Speech-to-text app

Hi,
I’m looking for an app to do speech-to-text. There are several posts on the forum about the opposite, but I haven’t found anything for converting voice to text.
I’m looking for an app that will do translations locally, without relying on a permanent internet connection.
I tried Handy (https://handy.computer/), but the app crashes. I just found Speech Notes (https://flathub.org/en/apps/net.mkiol.SpeechNote) through a search.
Have any of you used these apps, or others?

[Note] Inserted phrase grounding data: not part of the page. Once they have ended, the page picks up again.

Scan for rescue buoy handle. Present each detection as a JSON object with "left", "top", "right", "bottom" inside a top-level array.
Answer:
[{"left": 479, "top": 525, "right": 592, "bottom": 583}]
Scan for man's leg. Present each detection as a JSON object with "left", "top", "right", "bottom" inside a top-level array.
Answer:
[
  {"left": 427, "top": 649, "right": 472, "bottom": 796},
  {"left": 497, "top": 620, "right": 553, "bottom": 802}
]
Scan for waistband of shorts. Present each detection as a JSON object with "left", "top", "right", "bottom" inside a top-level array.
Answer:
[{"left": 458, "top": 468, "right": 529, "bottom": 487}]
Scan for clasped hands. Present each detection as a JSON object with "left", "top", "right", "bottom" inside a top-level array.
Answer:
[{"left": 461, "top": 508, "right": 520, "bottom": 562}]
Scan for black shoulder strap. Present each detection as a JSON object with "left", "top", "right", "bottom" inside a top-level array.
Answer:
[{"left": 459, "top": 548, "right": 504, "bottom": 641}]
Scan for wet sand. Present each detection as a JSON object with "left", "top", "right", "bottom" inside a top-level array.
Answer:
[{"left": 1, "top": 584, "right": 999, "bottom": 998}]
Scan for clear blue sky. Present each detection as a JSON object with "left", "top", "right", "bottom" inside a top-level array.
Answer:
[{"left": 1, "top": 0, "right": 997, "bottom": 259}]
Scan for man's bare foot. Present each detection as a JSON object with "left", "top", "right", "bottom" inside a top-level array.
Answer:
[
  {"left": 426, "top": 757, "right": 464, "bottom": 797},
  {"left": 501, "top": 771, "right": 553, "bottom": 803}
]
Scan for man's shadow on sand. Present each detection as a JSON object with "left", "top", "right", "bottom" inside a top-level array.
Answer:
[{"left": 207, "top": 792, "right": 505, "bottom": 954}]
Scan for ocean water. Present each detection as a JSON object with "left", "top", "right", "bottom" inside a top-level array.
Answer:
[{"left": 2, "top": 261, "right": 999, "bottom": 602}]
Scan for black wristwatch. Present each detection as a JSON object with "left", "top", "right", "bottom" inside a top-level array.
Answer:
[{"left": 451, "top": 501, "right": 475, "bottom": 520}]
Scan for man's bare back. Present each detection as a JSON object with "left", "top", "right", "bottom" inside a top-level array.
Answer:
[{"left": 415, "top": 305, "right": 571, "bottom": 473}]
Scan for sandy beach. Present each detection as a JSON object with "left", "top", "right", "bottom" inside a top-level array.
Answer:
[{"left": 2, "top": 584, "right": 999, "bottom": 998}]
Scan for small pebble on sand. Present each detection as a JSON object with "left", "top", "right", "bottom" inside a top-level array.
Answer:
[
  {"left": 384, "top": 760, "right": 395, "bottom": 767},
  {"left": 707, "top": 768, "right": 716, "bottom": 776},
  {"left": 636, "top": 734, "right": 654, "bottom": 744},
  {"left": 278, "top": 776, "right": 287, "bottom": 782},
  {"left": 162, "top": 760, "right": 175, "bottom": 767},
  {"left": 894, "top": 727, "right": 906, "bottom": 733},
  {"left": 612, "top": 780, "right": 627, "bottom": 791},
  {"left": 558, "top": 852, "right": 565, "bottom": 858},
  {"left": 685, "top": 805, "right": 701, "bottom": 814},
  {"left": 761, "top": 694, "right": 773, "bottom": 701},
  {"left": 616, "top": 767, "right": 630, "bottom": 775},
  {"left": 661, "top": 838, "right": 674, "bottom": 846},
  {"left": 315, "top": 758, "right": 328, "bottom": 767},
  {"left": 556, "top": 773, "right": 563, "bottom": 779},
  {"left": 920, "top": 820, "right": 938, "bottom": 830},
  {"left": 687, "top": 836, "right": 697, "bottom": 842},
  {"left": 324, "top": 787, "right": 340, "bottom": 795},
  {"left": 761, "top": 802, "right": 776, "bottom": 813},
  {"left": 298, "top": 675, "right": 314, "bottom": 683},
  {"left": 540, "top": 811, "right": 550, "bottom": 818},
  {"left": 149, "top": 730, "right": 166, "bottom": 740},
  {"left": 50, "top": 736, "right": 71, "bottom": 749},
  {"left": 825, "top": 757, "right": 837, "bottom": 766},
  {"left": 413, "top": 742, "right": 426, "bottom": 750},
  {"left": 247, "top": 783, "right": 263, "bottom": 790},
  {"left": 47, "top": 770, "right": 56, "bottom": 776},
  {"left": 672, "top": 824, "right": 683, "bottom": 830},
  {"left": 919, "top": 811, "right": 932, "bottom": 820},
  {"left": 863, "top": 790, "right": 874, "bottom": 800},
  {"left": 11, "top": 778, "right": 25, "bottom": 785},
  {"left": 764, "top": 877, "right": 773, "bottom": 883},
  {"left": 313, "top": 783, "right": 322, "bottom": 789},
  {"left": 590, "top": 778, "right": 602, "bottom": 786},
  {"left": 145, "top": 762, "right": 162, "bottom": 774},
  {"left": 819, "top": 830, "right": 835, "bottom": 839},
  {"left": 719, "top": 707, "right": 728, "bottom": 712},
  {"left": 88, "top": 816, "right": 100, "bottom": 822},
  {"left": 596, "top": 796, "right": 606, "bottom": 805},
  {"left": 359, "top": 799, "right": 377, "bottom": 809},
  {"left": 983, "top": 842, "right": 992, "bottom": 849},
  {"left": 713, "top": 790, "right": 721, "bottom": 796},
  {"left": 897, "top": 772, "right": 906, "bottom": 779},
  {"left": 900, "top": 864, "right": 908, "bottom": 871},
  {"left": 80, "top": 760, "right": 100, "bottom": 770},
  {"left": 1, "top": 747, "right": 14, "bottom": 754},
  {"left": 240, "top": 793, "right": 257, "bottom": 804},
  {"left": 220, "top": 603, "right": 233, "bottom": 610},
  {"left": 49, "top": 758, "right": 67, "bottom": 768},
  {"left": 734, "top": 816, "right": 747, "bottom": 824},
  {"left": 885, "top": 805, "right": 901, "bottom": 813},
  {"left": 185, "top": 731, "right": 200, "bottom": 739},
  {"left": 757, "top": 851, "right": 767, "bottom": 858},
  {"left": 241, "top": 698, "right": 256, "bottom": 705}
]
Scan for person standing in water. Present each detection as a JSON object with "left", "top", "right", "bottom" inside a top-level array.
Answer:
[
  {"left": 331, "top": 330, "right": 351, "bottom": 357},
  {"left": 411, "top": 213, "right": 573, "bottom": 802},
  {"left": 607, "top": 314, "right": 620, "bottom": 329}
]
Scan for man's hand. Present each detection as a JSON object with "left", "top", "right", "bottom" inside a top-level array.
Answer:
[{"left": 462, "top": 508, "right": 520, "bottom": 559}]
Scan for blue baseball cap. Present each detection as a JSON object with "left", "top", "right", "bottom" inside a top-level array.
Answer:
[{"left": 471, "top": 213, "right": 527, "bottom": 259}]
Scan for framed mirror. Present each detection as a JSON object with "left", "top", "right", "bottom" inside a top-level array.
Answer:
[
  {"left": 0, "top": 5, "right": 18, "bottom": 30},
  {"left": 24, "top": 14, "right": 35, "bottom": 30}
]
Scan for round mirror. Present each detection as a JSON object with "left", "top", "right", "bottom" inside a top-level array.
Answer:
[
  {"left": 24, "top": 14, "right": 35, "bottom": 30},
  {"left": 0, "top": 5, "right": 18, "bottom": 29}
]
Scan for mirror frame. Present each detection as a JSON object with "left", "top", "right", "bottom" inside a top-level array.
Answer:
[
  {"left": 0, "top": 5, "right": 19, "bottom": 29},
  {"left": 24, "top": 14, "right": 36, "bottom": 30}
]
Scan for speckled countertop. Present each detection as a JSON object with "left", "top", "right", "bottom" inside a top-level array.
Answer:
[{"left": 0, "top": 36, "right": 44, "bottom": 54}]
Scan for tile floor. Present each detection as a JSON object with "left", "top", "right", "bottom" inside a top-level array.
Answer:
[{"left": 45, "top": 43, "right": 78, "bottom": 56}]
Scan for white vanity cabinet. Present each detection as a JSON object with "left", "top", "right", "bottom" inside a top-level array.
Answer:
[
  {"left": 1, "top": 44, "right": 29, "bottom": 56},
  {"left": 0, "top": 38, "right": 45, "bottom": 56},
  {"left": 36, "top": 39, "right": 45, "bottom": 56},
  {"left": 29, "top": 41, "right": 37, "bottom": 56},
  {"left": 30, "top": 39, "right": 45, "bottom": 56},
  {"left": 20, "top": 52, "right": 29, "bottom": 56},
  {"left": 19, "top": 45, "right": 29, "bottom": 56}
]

After a bit of searching everything seemed to complicated for me but plenty of people here have more experience.
Speech Note keep coming up as a good option. It's in the Zorin/Gnome Software app.

1 Like


:wink:


1 Like

Have any of you tried it yet?
Is the transcription of good quality? That may depend on the language...

Sorry I have not.

Sorry I have not either.


Using Perplexity search engine in Zen Browser (A.I.?) comes back with:

"The best speech-to-text app on Linux currently is BlabbyAI for Linux, a native desktop application that integrates AI-powered speech-to-text across all major Linux distributions and works system-wide across all Linux applications. It offers highly accurate transcription with automatic punctuation, capitalization, and grammar correction. It is praised for seamless integration with applications like LibreOffice, Thunderbird, Slack, and VS Code, making it a versatile tool for any Linux desktop user.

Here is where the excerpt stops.